Christie Hunter 1 , Nick Morrice 2 , Nic Bloomfield 3 , Stephen Tate 3
  1. SCIEX, Redwood City, CA, USA
  2. SCIEX, Phoenix House Lakeside , Warrington, Cheshire, UK
  3. SCIEX, Toronto, ON, Canada

Proteomics has typically been done using nanoflow LC for sensitivity but the time to results slow. With higher flow rates, sample can be loaded faster, trap/column can be washed and equilibrated faster, and gradients are formed faster, allowing much faster run times to be achieved. Microflow LC has been used increasing in quantitative proteomics in combination with SWATH® Acquisition, a data independent acquisition (DIA) approach, to provide better robustness and higher throughput when measuring larger sample cohorts.

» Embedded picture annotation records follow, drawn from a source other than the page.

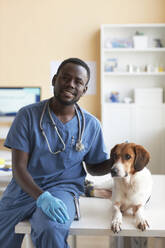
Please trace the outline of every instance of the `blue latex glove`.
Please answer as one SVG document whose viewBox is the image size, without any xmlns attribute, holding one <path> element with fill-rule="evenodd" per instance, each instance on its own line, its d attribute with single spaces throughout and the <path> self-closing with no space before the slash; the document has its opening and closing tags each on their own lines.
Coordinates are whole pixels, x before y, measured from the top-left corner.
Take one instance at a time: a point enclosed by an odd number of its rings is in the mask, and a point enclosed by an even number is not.
<svg viewBox="0 0 165 248">
<path fill-rule="evenodd" d="M 45 191 L 37 198 L 37 207 L 52 220 L 64 224 L 69 220 L 67 207 L 63 201 Z"/>
</svg>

Using complex digested cell lysates, SWATH Acquisition experiments were performed using gradient lengths ranging from 5-45 mins and protein quantitation results were assessed. Fast MS/MS acquisition rates were found to be critical because this enabled more, smaller variable Q1 windows to improve S/N for quantitation.  Optimized methods were then used to compare quality of quantitation between long and shortened gradients and similar fold change values were measured confirming accelerated gradients can be used for industrialized quantitative proteomics.

Next, the newest approach to DIA, Scanning SWATH acquisition was explored to determine if further workflow improvements could be made. Using a variety of complex matrices, both single species and mixtures of digests, acquisition parameters for Scanning SWATH Acquisition was explored. Not surprisingly, using a more narrow Q1 window provided improvements in # of peptides quantified over variable window SWATH for the microflow gradients tested. Optimization results will be presented across all.